The Cougars like their chances of winning a lot more if they can control running back Bishop Sankey. A quick, powerful junior out of Gonzaga Prep in Spokane, Sankey – who made a verbal commitment to WSU before having a late change of heart – is the nation's third-leading rusher with 1,575 yards.

"He's a great running back. ... he's a huge key to the offense," Bucannon said. "He kind of sets the tempo. They feed off of him."

The Cougars counter with the nation's third-leading passer. Connor Halliday, who starred at Ferris High along with Bosch, is just 63 yards shy of Ryan Leaf's school record of 3,968 passing yards in a season.

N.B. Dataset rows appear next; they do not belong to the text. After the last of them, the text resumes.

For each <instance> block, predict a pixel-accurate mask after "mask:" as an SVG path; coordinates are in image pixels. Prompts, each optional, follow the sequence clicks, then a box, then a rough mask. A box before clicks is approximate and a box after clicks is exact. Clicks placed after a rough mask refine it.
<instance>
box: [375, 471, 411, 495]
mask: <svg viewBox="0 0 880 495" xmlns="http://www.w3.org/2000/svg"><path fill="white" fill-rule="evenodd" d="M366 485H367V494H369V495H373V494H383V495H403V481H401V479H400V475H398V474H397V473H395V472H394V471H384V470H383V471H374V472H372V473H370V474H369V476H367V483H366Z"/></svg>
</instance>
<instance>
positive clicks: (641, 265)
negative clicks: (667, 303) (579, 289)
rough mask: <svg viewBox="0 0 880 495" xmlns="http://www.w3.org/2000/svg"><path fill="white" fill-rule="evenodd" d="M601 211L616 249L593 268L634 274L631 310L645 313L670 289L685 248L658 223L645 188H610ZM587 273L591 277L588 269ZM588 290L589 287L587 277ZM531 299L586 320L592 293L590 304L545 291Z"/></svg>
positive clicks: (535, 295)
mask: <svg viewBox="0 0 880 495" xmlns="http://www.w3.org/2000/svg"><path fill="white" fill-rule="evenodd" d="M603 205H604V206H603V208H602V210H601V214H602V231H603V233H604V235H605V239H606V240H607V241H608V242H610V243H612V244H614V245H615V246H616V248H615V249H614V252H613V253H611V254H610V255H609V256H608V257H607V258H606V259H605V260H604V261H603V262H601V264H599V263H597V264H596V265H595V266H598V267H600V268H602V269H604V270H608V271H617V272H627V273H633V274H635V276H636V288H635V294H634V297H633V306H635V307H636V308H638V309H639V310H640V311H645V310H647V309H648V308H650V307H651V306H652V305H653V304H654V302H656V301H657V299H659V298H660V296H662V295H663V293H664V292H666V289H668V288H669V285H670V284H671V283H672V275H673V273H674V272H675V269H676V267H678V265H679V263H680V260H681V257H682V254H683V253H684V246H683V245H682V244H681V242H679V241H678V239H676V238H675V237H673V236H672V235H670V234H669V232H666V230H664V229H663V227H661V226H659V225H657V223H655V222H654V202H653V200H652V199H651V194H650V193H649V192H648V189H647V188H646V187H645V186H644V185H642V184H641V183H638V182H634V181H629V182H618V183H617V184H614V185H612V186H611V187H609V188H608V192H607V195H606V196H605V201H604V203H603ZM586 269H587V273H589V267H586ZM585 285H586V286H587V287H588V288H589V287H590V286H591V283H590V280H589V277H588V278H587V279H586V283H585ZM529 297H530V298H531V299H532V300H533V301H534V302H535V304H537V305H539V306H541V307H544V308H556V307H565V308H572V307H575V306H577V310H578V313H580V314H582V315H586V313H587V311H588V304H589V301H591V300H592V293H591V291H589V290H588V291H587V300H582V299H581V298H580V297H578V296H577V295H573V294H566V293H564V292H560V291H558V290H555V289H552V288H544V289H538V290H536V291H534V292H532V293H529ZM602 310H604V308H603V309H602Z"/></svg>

Halliday is quick to credit the offensive line for improving immensely since last year, when the Cougars gave up a school-record 57 sacks (most in the nation). The sacks count is down to 22 this year.

"After last year," Bosch said, "as a group – as an offensive line – we knew that it was important for this thing to work that we had to improve a lot.

"We bought in and put in the work, and it's starting to pay off a little bit. We can still play better."

The O-line may have peaked last Saturday. Facing a Utah Utes defense that led the nation with 36 sacks, the Cougars gave up zero sacks while passing the ball 62 times.

"They were a good defensive front," Bosch said. "We've seen a lot of good defensive fronts this year.

"But you know, it came down to us worrying about what we were doing. Worrying about our technique rather than what they were going to do. I think that kind of set us apart from other games. We focused more on, if we just trust our technique and do what we're coached to do, it doesn't matter what they do, we'll be ready for it."

Bucannon said the Cougars have "a ton of leaders," most notably Bosch, Halliday and MIK linebacker Darryl Monroe.

"I feel like Bosh is the epitome of what a leader is," Bucannon said. "He doesn't say much, but when he does is, he supports the team and he leads by example. Those are the leaders I love the most."

Bucannon is another respected team leader. The leaders worked hard to establish a new vibe around the football program when coach Mike Leach decided to move the start of fall camp to Sacajawea Junior High School in nearby Lewiston.

"It paid dividends," Bucannon said. "It let us focus on ourselves without distractions. We went out there and it was kinda like just us. There's no one else out there. It's just us, and we can focus on what we need to do individually, and it promotes camaraderie.

"All you see is your teammates. You don't see students on campus (the Cougars stayed in dorms at Lewis-Clark State College). You can't just go anywhere. It's football, you hang out with your teammates and then you go to sleep."

The coaching staff handed out Sacajawea Junior High T-shirts prior to the Utah game as a motivational ploy. Some coaches and players wore them during the game. "I'm going to have that shirt for a really long time," Bucannon said. "Maybe give it my kids someday."

Bucannon also hopes to tell his kids about the time he helped the Cougars beat the Huskies two years in a row. First, however, he plans to win the bowling "tournament" the team holds Wednesday in Pullman. For the second straight year, the Cougars will bowl and eat their Thanksgiving meal at Zeppoz before Leach does his weekly radio show at the restaurant and bowling center.

Asked to name the best bowler on the Cougars, Bucannon smiled and said, "I would have to say me, of course."

Bucannon did acknowledge that linebacker Tana Pritchard is "a really good bowler." As for Leach …

"I didn't really see him last (year)," Bucannon said with a laugh. "I'm sure he can get it down there. If I see it, I'll probably tape it."

That might make for some fun entertainment on the plane ride home from Seattle. After a win, anyway.

"We're definitely going to go out there with our hair on fire," Bucannon said.

"It's a heated rivalry," Bosch summed up. "They don't like us and we don't like them."